The Mekteb-i Sultani (Lycée Impérial Ottoman da Galata Serai), took shape as a professional European middle-school; through the close relations between Abdulaziz and the French Emperor Napoleon III, in a series of efforts formulated by Ali Pasha and Fuad Pasha, two influential Ottoman statesmen of the time. One of the first secular institutions, offering equal rights of education to the diverse peoples of the Ottoman Empire, Galatasaray saw considerable interest after opening and formed a new tradition of education after its first class graduated in 1871. From the years of the Crimean War onwards, its policy of equality was important for the Ottoman Empire in answering a principal European demand.
In the last 150 years; as the Mekteb-i Sultani in the final Ottoman years and as the Galatasaray High School from 1923 onwards – despite varying successes - the school became a symbolic institution and an elite identity for its students and alumni alike.
An identity of “being part of Galatasaray” was forged; thanks to the school’s choice of administrators from its own graduates, with the integration of sports to curriculum its encouragement for institutionalized sports teams, the strong cooperation between the school and its alumni on an institutionalized basis, foundation of the primary school and the university answering the demand of seamless education life, and the feeling of camaraderie that lasted for its graduates’ lives.

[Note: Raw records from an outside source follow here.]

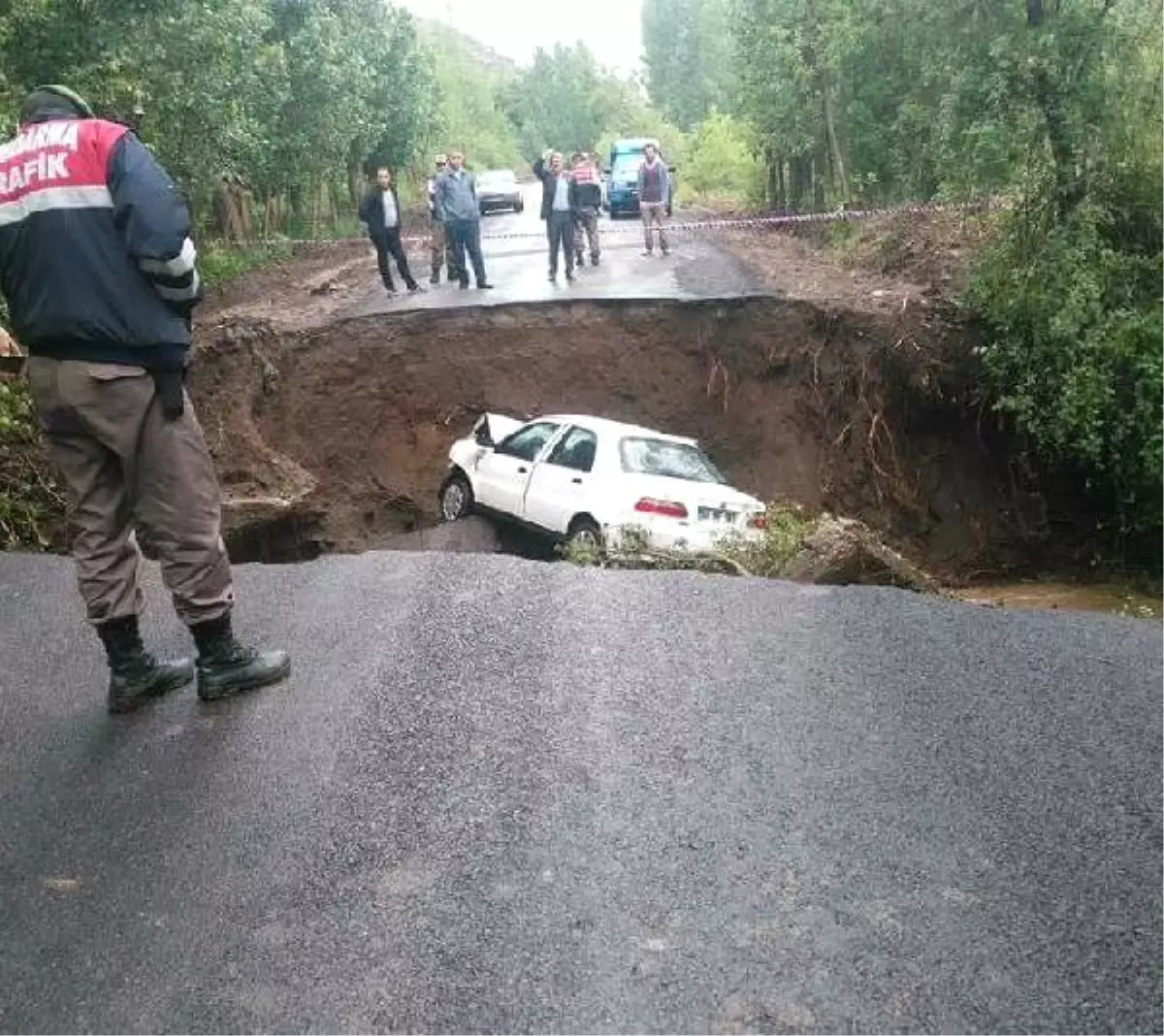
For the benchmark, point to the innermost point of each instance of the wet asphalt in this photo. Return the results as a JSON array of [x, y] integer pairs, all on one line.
[[517, 263], [507, 796]]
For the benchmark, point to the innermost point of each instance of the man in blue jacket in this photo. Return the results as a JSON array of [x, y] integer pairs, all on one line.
[[457, 204], [99, 273]]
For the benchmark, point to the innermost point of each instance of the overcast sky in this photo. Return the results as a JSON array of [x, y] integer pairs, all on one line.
[[516, 28]]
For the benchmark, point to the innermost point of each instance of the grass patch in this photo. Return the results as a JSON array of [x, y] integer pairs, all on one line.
[[32, 504], [219, 263]]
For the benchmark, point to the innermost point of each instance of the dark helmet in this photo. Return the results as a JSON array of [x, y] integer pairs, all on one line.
[[53, 99]]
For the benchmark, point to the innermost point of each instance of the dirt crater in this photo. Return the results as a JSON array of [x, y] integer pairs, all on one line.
[[336, 437]]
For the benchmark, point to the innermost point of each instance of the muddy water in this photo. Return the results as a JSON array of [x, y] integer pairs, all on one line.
[[1116, 599]]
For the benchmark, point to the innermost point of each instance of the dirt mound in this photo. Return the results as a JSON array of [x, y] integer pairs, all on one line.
[[845, 552], [867, 413]]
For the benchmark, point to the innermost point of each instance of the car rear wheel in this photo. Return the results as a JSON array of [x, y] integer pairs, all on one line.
[[455, 498], [585, 534]]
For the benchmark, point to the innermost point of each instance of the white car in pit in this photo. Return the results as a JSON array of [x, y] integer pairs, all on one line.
[[589, 480]]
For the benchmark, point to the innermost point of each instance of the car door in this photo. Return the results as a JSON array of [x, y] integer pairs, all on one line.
[[504, 472], [559, 486]]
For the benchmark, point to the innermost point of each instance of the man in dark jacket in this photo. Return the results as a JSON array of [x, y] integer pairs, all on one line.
[[99, 274], [379, 212], [559, 199]]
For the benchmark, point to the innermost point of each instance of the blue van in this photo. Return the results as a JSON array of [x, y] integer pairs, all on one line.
[[621, 178]]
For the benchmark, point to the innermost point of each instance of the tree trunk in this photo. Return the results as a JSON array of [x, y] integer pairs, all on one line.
[[801, 173], [1058, 132], [820, 173], [769, 184], [841, 176]]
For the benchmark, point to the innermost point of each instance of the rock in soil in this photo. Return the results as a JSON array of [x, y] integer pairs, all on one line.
[[844, 551]]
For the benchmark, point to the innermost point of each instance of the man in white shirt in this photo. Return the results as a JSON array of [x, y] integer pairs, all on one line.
[[381, 213]]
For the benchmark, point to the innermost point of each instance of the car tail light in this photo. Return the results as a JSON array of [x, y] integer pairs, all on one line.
[[666, 509]]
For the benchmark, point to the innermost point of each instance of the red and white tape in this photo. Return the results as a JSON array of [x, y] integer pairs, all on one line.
[[693, 226]]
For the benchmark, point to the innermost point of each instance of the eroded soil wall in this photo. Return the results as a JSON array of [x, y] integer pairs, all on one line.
[[347, 429]]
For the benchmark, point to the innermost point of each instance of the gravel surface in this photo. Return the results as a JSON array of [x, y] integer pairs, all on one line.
[[506, 796]]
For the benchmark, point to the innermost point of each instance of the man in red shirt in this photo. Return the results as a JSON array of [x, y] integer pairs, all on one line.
[[588, 205]]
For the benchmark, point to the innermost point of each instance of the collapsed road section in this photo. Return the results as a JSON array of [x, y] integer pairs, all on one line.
[[336, 437]]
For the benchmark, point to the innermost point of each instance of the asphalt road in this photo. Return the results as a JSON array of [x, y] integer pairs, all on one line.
[[517, 263], [504, 796]]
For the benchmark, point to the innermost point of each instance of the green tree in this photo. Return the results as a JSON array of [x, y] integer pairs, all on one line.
[[687, 53]]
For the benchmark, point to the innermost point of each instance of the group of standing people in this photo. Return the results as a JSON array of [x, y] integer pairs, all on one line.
[[571, 199], [455, 231], [570, 204]]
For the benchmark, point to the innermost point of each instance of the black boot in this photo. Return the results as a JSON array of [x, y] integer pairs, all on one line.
[[135, 675], [227, 667]]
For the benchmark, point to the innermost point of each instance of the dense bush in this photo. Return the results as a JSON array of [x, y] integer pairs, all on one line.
[[1075, 307]]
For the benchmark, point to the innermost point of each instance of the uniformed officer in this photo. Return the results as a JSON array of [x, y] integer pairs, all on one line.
[[99, 273]]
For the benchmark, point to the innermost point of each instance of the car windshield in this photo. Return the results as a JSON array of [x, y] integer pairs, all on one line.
[[668, 459], [495, 178], [628, 162]]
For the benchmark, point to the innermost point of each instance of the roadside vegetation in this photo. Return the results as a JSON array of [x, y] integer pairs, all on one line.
[[272, 112]]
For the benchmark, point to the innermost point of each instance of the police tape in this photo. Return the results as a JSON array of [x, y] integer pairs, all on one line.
[[697, 226]]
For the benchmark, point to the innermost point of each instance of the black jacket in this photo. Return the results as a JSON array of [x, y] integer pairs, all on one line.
[[372, 210], [96, 257], [548, 187]]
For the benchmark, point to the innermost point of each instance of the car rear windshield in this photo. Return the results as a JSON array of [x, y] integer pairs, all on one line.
[[672, 460]]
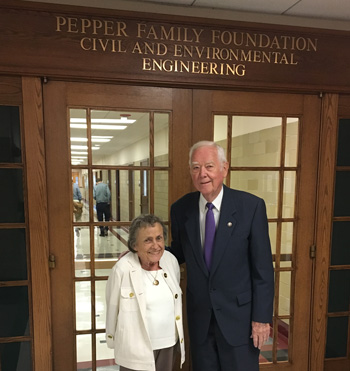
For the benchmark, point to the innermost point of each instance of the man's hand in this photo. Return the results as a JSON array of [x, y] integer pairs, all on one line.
[[260, 333]]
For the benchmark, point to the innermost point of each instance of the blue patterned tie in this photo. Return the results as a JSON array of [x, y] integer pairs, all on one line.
[[209, 235]]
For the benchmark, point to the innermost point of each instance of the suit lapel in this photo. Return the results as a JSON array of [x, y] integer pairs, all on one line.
[[193, 230], [227, 223]]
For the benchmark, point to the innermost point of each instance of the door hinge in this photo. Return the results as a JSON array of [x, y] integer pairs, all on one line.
[[313, 251], [52, 261]]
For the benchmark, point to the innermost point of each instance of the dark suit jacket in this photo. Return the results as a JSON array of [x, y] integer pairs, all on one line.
[[240, 286]]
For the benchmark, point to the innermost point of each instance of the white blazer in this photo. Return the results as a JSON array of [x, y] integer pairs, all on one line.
[[126, 330]]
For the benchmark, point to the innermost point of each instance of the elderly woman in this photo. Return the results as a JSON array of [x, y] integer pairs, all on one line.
[[144, 304]]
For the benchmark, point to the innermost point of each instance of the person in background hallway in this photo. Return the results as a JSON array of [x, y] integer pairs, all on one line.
[[77, 206], [102, 195], [144, 303], [230, 292]]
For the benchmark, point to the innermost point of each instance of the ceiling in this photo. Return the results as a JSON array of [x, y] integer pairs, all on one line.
[[285, 10]]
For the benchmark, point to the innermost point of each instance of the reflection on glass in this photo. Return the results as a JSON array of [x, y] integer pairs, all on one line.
[[10, 135], [220, 131], [100, 304], [284, 293], [273, 236], [292, 136], [11, 187], [161, 139], [119, 138], [161, 194], [340, 243], [13, 255], [342, 194], [80, 182], [287, 240], [288, 194], [78, 136], [282, 340], [14, 311], [343, 156], [337, 337], [16, 356], [126, 193], [102, 198], [103, 353], [82, 251], [256, 141], [263, 184], [108, 249], [83, 305], [339, 291], [84, 352]]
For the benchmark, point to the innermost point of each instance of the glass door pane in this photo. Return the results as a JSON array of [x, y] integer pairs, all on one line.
[[263, 153], [117, 174]]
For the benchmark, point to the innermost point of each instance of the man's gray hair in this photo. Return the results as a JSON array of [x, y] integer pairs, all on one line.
[[207, 143], [143, 221]]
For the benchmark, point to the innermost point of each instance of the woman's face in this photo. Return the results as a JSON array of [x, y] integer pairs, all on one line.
[[150, 246]]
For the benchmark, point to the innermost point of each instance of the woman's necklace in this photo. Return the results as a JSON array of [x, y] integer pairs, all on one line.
[[155, 282]]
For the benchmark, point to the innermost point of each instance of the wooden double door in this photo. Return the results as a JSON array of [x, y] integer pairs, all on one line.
[[272, 143]]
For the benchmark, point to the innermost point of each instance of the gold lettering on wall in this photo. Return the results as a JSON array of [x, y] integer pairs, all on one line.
[[184, 49]]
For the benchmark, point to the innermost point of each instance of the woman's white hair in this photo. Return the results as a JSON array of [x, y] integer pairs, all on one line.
[[207, 143]]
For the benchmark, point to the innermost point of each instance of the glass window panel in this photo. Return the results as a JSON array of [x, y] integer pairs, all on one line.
[[14, 311], [284, 293], [10, 135], [125, 194], [256, 141], [84, 352], [339, 291], [287, 240], [100, 304], [220, 131], [83, 305], [82, 259], [337, 337], [107, 250], [343, 157], [342, 194], [282, 340], [116, 244], [292, 136], [13, 255], [144, 191], [340, 243], [16, 356], [78, 136], [11, 185], [261, 183], [104, 355], [161, 139], [80, 182], [102, 198], [273, 235], [161, 180], [288, 194], [123, 137]]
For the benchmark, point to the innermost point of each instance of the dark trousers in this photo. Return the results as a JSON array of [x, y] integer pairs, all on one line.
[[164, 359], [216, 354], [103, 210]]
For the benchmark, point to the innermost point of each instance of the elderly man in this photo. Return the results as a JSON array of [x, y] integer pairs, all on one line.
[[230, 282]]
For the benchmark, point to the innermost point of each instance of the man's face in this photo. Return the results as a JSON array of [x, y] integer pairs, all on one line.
[[207, 172]]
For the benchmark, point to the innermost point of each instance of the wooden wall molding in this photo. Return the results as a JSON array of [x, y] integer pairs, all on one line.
[[108, 45]]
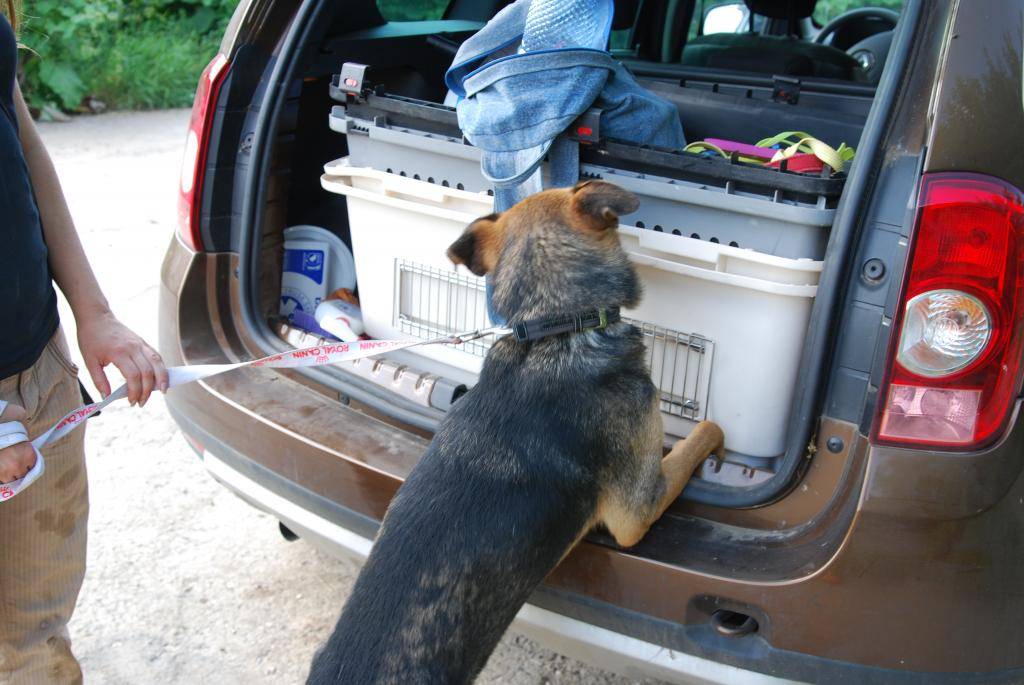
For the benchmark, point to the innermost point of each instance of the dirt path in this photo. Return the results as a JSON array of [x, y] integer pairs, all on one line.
[[186, 584]]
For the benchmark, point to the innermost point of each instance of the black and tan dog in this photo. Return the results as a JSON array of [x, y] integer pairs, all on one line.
[[560, 434]]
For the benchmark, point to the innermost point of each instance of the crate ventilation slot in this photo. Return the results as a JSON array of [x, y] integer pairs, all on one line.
[[432, 301]]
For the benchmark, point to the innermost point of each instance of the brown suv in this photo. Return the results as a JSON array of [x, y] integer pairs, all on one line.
[[866, 523]]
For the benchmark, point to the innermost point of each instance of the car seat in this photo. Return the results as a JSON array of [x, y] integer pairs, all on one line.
[[785, 55]]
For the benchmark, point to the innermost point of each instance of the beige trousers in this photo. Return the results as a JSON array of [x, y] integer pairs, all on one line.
[[43, 531]]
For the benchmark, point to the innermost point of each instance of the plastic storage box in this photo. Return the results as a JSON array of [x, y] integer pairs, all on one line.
[[724, 326], [776, 213]]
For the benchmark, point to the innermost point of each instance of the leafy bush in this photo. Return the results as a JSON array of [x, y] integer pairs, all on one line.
[[128, 53]]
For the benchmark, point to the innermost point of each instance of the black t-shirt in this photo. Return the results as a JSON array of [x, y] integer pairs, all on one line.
[[28, 301]]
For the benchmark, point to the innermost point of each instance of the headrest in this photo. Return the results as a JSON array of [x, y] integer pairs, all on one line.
[[782, 9]]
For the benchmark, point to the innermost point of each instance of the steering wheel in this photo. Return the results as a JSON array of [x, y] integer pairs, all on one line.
[[889, 15]]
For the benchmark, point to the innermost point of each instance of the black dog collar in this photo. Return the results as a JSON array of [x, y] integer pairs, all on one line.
[[595, 319]]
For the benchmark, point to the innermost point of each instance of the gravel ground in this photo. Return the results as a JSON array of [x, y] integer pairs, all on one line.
[[187, 584]]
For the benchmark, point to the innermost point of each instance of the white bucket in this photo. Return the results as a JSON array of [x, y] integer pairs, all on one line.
[[753, 306]]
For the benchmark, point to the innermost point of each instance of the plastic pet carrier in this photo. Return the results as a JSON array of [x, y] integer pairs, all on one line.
[[707, 311], [683, 194]]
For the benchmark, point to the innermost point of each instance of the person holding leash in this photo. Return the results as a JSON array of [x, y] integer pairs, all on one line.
[[43, 529]]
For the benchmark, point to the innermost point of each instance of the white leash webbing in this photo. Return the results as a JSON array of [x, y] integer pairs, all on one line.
[[307, 356]]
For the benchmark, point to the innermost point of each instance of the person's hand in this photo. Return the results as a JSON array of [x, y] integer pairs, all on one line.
[[104, 340], [16, 460]]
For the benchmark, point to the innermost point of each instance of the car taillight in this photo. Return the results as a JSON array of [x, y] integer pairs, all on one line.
[[954, 362], [197, 145]]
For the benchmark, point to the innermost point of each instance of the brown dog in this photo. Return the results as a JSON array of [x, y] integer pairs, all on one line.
[[561, 433]]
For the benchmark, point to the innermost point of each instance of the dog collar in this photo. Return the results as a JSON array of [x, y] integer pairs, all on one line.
[[595, 319]]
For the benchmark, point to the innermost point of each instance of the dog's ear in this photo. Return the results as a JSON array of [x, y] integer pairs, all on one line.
[[478, 245], [600, 204]]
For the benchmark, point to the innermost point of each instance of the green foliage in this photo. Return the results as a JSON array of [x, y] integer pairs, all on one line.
[[128, 53]]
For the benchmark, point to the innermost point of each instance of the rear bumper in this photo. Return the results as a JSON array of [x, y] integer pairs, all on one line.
[[341, 531], [614, 651]]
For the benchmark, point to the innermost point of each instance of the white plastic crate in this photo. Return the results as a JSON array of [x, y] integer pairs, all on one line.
[[742, 314]]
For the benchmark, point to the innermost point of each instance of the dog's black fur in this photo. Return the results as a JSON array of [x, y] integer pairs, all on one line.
[[557, 435]]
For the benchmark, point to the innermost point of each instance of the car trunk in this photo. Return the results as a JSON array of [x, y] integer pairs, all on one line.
[[742, 266]]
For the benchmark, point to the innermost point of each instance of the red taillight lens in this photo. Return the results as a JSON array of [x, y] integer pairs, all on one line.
[[197, 145], [954, 362]]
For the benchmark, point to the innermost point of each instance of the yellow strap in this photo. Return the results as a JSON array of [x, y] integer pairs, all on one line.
[[701, 145], [830, 157]]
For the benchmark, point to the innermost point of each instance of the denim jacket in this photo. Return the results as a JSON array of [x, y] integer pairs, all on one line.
[[527, 75]]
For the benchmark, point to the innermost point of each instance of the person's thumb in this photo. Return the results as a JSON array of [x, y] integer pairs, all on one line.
[[95, 370]]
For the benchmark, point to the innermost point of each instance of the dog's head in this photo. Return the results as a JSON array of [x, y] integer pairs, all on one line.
[[554, 252]]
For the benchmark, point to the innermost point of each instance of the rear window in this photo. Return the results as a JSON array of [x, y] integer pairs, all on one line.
[[826, 10], [412, 10]]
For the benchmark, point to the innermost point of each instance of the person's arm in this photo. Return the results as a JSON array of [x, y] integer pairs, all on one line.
[[16, 460], [101, 338]]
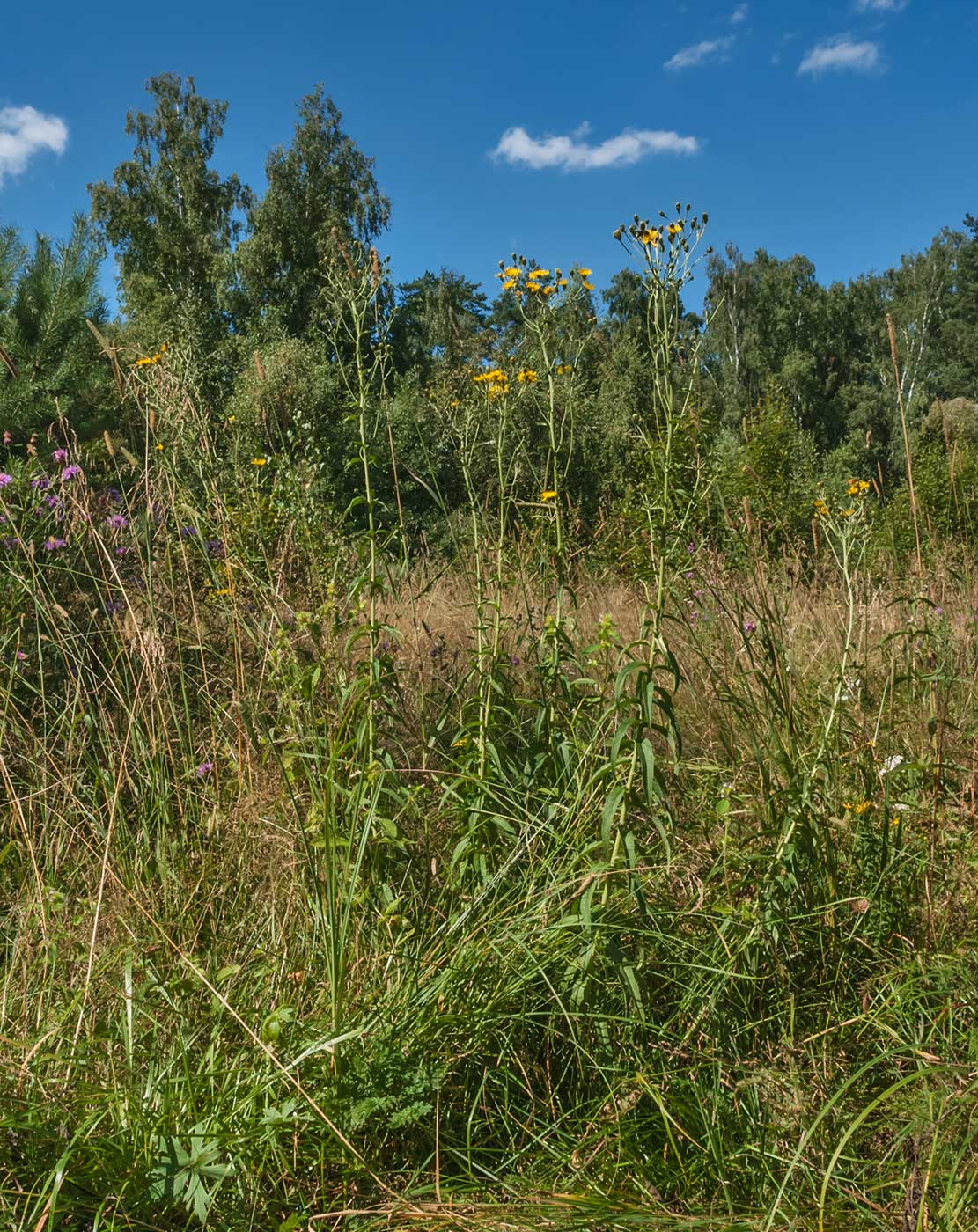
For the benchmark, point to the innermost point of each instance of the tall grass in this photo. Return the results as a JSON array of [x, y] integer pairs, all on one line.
[[345, 887]]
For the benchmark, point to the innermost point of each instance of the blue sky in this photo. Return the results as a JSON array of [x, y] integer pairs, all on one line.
[[844, 131]]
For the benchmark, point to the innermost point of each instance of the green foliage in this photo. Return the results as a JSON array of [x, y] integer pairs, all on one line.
[[172, 219], [49, 361], [321, 194]]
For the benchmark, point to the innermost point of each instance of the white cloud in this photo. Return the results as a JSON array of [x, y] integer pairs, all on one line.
[[573, 153], [693, 57], [842, 53], [22, 132]]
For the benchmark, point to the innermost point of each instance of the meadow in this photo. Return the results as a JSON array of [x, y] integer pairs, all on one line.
[[548, 866]]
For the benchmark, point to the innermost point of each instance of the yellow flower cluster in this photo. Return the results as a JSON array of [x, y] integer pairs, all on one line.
[[496, 381], [151, 359], [537, 282]]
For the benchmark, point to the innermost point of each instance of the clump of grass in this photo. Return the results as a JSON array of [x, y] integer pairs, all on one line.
[[348, 887]]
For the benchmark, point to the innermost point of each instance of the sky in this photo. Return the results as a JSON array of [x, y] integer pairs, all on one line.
[[844, 131]]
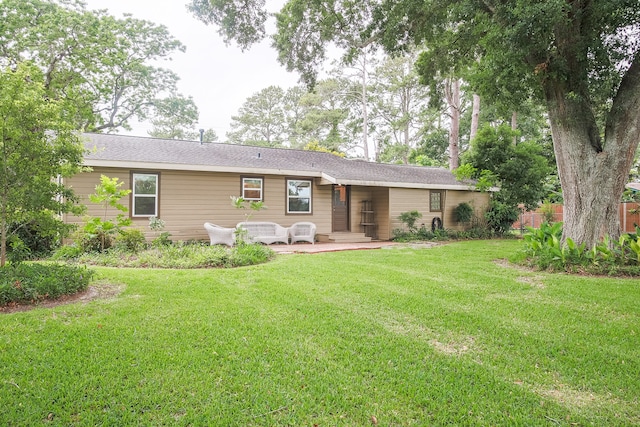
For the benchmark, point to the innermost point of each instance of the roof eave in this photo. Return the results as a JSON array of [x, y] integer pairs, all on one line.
[[196, 168]]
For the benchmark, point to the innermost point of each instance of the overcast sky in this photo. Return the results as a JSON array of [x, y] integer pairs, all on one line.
[[218, 77]]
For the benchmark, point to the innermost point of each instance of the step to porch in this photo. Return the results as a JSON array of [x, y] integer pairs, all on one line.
[[344, 237]]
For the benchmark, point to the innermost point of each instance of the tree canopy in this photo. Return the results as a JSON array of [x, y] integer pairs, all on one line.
[[107, 64], [581, 58]]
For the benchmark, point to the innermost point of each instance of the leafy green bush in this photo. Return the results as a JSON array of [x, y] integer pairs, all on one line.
[[131, 239], [250, 255], [501, 216], [31, 283], [409, 219], [178, 255], [67, 252], [463, 213], [39, 236], [425, 234]]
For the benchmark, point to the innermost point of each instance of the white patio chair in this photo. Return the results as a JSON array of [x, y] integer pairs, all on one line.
[[220, 235]]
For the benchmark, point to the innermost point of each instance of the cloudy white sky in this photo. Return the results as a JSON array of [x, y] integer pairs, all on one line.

The A Window to the West: 150 Years of the Galatasaray Lycée exhibit, curated by İzzeddin Çalışlar, designed to share the inspiring memory of this public institution; consists of photographs, films, ephemera and objects from a wide range of this school’s history; curated from the collections of private individuals and institutions. The exhibit thus presents glimpses from the school’s efforts, since 1868, to train skilled, qualified individuals.